À Mayenne, la sous-préfecture du département éponyme, la communauté de communes vient d’inaugurer une « maison des alternants » de 12 studios tout équipés proches du centre-ville. « Ils ont souvent de petits budgets. Là, toutes charges comprises, nous sommes sur des loyers de 250 à 350 euros par mois », indique Jean-Pierre Le Scornet, son président, précisant que le projet a été « coconstruit » avec les entreprises. Entre l’acquisition du bâtiment et son aménagement, il a coûté environ un million d’euros, aidé à hauteur de 300.000 euros par l’État.

Plusieurs leviers possibles pour réduire les tensions-logement

Les collectivités doivent composer avec plusieurs difficultés, comme le fait de ne pouvoir construire dans certaines zones au nom d’une logique industrielle qui planifie l’aménagement du territoire en fonction des besoins et des contraintes liées à l’industrie, de devoir assurer la gestion du bien au même titre que des bailleurs sociaux ou encore de traiter l’articulation juridique entre le contrat de travail et le bail, la gestion des litiges et les modalités d’attribution du bien. >Les prêts subventionnés, les cautions « employeurs » ou les résidences hôtelières à vocation sociale, utiles pour loger les travailleurs saisonniers, sont autant de leviers possibles pour réduire ces tensions-logement. Selon une étude publiée en octobre 2023 par la plateforme de recrutement Hellowork, la crise du logement pourrait diminuer de moitié la mobilité interrégionale des salariés.

En 2019, 1,9 million d’actifs exercent un emploi « essentiel du quotidien » en Île-de-France (figure 1), dont 1,7 million de salariés. Pour beaucoup d’entre eux qui ne peuvent télétravailler, la proximité des lieux de travail et de résidence est particulièrement importante. C’est pourquoi la loi « différenciation, déconcentration, décentralisation et simplification », dite loi 3DS, du 21 février 2022, fixe entre autres « un objectif d’attributions de logements sociaux aux demandeurs exerçant une activité professionnelle qui ne peut être assurée en télétravail dans un secteur essentiel pour la continuité de la vie de la Nation ». (Source Insee)

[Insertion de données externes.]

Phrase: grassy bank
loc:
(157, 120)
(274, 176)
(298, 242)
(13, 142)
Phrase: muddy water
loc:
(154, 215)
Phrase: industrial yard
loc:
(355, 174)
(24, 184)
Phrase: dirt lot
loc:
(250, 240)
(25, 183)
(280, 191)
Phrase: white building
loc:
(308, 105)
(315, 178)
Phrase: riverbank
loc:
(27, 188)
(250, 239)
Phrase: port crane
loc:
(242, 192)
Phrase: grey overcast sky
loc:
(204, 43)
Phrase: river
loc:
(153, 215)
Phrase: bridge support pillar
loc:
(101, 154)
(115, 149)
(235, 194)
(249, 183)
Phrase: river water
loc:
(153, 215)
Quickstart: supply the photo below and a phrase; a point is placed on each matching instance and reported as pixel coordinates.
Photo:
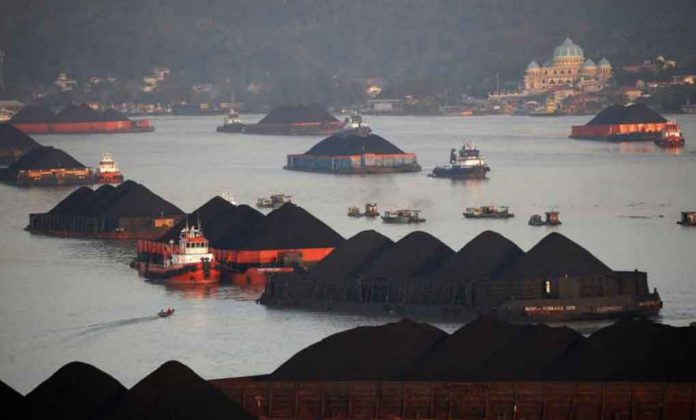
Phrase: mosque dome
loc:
(568, 49)
(604, 63)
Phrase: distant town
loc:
(567, 83)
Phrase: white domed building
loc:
(567, 70)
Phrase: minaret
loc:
(2, 70)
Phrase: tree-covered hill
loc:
(461, 44)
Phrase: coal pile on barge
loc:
(385, 352)
(75, 391)
(129, 211)
(76, 119)
(174, 391)
(13, 144)
(354, 154)
(298, 120)
(621, 123)
(484, 257)
(556, 280)
(47, 166)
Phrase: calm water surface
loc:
(75, 299)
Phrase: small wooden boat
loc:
(165, 313)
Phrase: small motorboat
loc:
(165, 313)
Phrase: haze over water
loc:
(77, 299)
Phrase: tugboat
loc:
(465, 164)
(670, 137)
(370, 211)
(273, 202)
(232, 123)
(108, 172)
(688, 218)
(402, 216)
(354, 125)
(551, 219)
(189, 261)
(354, 212)
(165, 313)
(488, 212)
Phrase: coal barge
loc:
(77, 119)
(619, 123)
(129, 211)
(13, 144)
(354, 154)
(288, 120)
(554, 281)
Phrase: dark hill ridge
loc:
(291, 227)
(351, 257)
(383, 352)
(33, 114)
(556, 256)
(207, 215)
(630, 114)
(78, 113)
(173, 391)
(75, 391)
(416, 254)
(338, 145)
(129, 199)
(11, 137)
(44, 157)
(291, 114)
(484, 257)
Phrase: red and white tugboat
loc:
(670, 137)
(189, 262)
(108, 172)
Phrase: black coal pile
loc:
(532, 356)
(113, 115)
(630, 114)
(234, 229)
(33, 114)
(383, 352)
(338, 145)
(129, 199)
(207, 216)
(76, 198)
(78, 113)
(12, 403)
(290, 114)
(174, 391)
(291, 227)
(633, 350)
(45, 157)
(417, 254)
(12, 138)
(484, 257)
(461, 354)
(350, 258)
(75, 391)
(556, 256)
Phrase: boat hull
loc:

La prise en charge du logement des salariés est un levier essentiel pour améliorer leur quotidien et renforcer leur engagement au sein de l’entreprise. Face aux tensions sur le marché locatif, l’investissement des collectivités dans des logements à destination des salariés des entreprises se développe. Des initiatives encore isolées mais qui se multiplient, parce l’attractivité des territoires passent notamment par leur capacité à pouvoir proposer à la fois emploi et logement et donc à répondre à la fois aux attentes des entreprises et de leurs salariés.